Il participe à sa première campagne électorale lors des élections municipales de 1977 à Cournon-d’Auvergne, sa ville natale. Il réitère l’expérience en 1983, mais il doit attendre 1989 pour être élu sur la liste de Catherine Guy-Quint qui ravit à la droite la ville. D’abord conseiller municipal, il est rapidement promu adjoint au maire chargé des finances et de l’environnement. Il occupe de nouveau cette fonction lors de la mandature suivante, de 1995 à 2001. «La tache fut grande, nous avons dû assainir les finances de la commune et surtout la désendetter. Puis nous avons modernisé les services», explique-t-il. Dans le même temps, Bertrand Pasciuto est élu au Conseil général du Puy-de-Dôme la première fois en 1998. Il le sera sans discontinuer jusqu’en 2015, où il devient conseiller départemental.

Culture et citoyenneté

Lors des élections municipales de 2001, il est désigné pour être tête de liste. Il emporte la mairie dans une quadrangulaire, opposant deux listes de gauche à deux de droite. En 2008, il réussit le rassemblement et est élu au premier tour avec 71 % des voix. Il est de nouveau élu au premier tour en 2014, mais il doit se contenter de 64 %. Il est également 1er vice-président de Clermont-Communauté, chargé des finances et du développement économique.

«Je considère qu’il faut aller au contact des citoyens et abattre un grand travail de terrain lorsque l’on est élu local.
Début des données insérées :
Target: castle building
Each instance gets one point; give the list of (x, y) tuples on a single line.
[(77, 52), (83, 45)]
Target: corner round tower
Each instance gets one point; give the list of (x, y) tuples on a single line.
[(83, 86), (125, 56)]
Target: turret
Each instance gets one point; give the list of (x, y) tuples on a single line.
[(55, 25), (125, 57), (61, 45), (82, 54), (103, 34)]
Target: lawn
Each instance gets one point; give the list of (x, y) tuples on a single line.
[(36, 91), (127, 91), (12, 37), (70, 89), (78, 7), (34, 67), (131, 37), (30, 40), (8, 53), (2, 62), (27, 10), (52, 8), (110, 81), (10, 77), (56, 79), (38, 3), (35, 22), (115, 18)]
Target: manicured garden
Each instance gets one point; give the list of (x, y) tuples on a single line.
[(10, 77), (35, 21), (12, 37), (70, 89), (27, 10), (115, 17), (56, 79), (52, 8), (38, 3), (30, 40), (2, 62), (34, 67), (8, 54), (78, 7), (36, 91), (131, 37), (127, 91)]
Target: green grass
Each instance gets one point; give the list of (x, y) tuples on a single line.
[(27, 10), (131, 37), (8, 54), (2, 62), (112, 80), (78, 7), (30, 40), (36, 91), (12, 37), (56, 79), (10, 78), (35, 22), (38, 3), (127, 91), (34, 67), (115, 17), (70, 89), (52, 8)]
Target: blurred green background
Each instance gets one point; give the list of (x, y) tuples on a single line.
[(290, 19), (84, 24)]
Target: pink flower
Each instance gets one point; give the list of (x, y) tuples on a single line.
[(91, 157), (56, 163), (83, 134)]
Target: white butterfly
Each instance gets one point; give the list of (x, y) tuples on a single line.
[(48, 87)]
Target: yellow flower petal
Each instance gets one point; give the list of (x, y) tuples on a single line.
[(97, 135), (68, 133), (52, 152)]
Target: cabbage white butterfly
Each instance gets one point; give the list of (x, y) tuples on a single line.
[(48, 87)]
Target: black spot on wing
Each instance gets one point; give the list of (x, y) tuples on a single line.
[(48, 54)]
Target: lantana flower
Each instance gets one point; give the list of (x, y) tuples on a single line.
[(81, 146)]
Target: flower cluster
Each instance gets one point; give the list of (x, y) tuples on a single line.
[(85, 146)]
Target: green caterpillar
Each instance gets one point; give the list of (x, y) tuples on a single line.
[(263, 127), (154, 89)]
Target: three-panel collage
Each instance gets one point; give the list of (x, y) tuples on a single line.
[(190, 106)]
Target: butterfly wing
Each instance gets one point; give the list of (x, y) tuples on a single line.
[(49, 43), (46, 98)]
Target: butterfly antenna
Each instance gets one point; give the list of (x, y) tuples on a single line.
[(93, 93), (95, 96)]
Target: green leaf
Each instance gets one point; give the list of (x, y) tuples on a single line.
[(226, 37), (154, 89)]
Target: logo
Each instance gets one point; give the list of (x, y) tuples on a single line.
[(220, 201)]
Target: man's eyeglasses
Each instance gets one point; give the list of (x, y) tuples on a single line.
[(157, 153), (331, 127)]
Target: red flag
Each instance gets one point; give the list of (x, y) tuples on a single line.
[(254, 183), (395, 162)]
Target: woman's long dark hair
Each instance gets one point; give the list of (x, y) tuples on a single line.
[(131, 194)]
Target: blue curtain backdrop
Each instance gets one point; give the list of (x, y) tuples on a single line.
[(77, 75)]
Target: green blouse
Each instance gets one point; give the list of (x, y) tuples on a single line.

Il faut défendre tous les jours les valeurs de la République. Les gens me connaissent et savent quel est mon point de vue sur la laïcité. Je leur rappelle qu’elle est la cheville ouvrière du vivre ensemble. La religion doit rester du domaine privé et ce n’est pas négociable», ajoute Bertrand Pasciuto.

Celui qui préfère être battu sur ses idées que de gagner avec des compromis, a engagé sur sa commune un vaste chantier culturel avec la création d’une médiathèque de 80 000 ouvrages en grande partie à destination de la jeunesse. «La culture est une priorité, elle est une porte d’entrée à la citoyenneté», affirme-t-il. Avec plus de 6 500 licenciés pour 20 000 habitants, Cournon est également la ville la plus sportive du Massif-Central.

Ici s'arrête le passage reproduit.